What we want is to collect many people into a list, and any time we asked about an age, we find the closest person to this age. We can think of it as an application for a dating service that matches people by age.

The naive solution

So what can be simpler than collecting all the people in a list? Probably nothing, this is how we do it:

public class NaivePersonFinder : IPersonFinder
{
private readonly List<Person> persons = new List<Person>();

public void Add(Person person)
{
persons.Add(person);
}

public Person FindPeopleInRange(double requiredAge)
{
Person closestPerson = null;
double smallestDiffrence = double.MaxValue;
foreach (var person in persons)
{
double difference = Math.Abs(person.Age - requiredAge);
if (difference < smallestDiffrence)
{
smallestDiffrence = difference;
closestPerson = person;
}
}

return closestPerson;
}
}

The code iterates over the collection in the most straightforward way there is and updates the closest person whenever it encounter a closer person. Simple! Isn’t it?
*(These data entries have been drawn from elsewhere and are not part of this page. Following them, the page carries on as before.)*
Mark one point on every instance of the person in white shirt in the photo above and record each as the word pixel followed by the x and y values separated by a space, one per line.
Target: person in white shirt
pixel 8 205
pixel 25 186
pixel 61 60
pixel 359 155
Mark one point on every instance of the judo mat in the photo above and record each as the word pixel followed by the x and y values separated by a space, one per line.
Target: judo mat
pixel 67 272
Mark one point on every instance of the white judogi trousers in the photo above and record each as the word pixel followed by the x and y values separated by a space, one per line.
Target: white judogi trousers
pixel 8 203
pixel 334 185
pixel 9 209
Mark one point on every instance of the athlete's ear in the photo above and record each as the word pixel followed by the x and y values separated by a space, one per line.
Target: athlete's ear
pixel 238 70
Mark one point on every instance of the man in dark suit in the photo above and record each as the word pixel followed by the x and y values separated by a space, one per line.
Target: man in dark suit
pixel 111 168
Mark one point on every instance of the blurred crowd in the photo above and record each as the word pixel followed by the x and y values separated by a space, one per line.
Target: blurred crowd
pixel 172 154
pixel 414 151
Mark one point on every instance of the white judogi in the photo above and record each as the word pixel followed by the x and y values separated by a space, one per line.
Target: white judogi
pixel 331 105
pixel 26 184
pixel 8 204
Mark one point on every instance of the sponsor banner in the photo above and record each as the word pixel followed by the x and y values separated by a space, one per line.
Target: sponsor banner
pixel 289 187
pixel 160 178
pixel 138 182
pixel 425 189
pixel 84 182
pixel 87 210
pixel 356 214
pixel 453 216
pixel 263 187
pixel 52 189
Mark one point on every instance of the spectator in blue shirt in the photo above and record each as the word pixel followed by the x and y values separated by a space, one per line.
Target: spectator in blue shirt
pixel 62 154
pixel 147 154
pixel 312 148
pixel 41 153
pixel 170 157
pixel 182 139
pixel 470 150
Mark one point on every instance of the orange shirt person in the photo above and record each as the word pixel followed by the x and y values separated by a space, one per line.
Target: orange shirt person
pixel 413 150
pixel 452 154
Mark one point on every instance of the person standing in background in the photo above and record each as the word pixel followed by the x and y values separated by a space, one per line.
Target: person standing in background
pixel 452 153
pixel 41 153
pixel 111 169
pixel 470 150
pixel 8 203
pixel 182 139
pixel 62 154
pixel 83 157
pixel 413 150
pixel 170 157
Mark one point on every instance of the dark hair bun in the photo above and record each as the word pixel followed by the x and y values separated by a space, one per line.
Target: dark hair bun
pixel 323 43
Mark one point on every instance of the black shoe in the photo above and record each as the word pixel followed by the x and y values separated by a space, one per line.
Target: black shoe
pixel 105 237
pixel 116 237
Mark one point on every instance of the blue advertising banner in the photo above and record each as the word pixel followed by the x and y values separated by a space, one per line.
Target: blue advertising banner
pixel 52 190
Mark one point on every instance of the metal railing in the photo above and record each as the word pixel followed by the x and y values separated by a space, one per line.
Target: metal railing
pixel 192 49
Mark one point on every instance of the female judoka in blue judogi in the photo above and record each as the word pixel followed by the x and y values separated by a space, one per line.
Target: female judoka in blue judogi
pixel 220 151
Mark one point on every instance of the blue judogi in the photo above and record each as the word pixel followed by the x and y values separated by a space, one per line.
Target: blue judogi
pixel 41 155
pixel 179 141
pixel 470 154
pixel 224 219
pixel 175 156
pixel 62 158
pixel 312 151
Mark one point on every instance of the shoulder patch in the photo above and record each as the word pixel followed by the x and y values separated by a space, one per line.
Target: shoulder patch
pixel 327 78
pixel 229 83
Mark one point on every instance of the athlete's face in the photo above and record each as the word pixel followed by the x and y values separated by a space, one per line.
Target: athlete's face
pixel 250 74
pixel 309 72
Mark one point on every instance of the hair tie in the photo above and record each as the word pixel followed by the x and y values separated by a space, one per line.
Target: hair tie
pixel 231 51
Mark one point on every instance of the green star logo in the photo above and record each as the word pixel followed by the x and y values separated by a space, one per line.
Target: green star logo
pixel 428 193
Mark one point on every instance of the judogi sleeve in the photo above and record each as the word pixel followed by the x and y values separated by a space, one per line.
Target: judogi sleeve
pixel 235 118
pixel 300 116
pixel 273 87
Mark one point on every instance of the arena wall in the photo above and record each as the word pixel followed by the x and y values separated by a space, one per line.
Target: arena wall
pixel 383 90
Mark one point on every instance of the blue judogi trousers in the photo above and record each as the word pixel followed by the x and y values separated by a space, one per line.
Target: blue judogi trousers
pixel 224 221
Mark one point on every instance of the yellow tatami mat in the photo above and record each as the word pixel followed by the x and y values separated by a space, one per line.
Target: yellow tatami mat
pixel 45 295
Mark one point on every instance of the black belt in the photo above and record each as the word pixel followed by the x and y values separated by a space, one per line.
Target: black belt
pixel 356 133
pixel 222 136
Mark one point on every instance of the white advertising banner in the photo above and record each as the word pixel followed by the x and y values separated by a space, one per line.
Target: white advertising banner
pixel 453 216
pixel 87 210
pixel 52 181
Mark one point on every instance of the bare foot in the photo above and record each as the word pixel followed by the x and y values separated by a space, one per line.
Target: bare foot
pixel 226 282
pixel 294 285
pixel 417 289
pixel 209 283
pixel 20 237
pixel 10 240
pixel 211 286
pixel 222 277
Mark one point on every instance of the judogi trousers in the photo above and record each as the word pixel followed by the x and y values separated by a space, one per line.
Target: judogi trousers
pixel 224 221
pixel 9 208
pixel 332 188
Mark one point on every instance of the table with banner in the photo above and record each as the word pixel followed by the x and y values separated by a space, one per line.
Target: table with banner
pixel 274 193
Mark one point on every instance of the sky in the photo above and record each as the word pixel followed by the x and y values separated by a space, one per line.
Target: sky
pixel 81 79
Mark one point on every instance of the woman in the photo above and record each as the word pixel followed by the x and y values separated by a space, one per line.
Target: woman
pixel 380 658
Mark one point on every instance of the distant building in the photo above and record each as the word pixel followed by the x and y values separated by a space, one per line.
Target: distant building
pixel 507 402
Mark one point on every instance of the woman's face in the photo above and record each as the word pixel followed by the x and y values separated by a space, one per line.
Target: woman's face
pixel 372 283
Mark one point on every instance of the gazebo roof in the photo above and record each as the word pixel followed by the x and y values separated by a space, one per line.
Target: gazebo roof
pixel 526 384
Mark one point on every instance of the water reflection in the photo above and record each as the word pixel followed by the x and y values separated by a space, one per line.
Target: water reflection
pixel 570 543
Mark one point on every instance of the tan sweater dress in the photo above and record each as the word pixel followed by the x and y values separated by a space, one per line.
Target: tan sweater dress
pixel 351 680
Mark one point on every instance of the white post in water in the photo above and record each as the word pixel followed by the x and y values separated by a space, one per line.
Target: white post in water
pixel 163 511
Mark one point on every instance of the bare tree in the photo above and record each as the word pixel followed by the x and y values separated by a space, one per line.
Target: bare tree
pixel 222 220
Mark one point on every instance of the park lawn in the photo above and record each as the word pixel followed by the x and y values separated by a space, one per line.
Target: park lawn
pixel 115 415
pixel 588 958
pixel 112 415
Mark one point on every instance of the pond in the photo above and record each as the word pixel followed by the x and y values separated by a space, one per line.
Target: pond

But I need faster results!

The sorted list solution
How does sorted list help us here? Sorted list allow us to search items using Binary Search. Binary search saves a lot of time since it has to query very few items in the collection in order to find the closest one. For example, to find the closest item in a collection of 1,000 items it’ll have to query ~10 and saves iteration over the hole 1,000.

Some code

public class SortedPersonFinder : IPersonFinder
{
private readonly SortedList<double, Person> persons = new SortedList<double, Person>();

public void Add(Person person)
{
persons.Add(person.Age, person);
}

public Person FindPeopleInRange(double requiredAge)
{
if (persons.ContainsKey(requiredAge))
{
return persons[requiredAge];
}

IList<double> sortedAges = persons.Keys;

int index = BinarySearchIndex(requiredAge);

var closestPersons = new List<Person>(3);

if (index > 0)
{
closestPersons.Add(persons[sortedAges[index -
1]]);
}

if (index < sortedAges.Count - 1)
{
closestPersons.Add(persons[sortedAges[index +
1]]);
}

closestPersons.Add(persons[sortedAges[index]]);

return closestPersons.OrderBy(person => Math.Abs(person.Age - requiredAge)).First();
}

private int BinarySearchIndex(double requiredAge)
{
var sortedAges = persons.Keys;

var scopeStart = 0;
var scopeEnd = sortedAges.Count - 1;

int index = 0;
while (scopeEnd > scopeStart )
{
index = (scopeStart + scopeEnd) /
2;
double ageAtIndex = sortedAges[index];
if (requiredAge > ageAtIndex)
{
scopeStart = index +
1;
}
else
{
scopeEnd = index;
}
}
return index;
}
}

The code is more complex than the naive version, but it finds the results much faster. It uses .Net Sorted List collection. This is a collection that updates a collection of  keys whenever the collection changes. The keys are kept ordered and we can easily access them and binary search them.

How much faster is it?

In a collection of 100,000 people and 50,000 queries the running time of the sorted list is much more faster than the naive:
The naive solution did it in average time of ~100 seconds
The sorted list solution had average time of ~6 seconds. This is a major improvement; it means that it ran more the 15 times faster than the naive solution.

Conclusion

If we have a collection in which order can be applied AND we also need quick results for queries based on the order, sorted list can easily improve running time. We must always remember that the running time is usually negligible even in the most naive code. If no optimization required – don’t optimize, more gain will be earned from simple and maintainable code.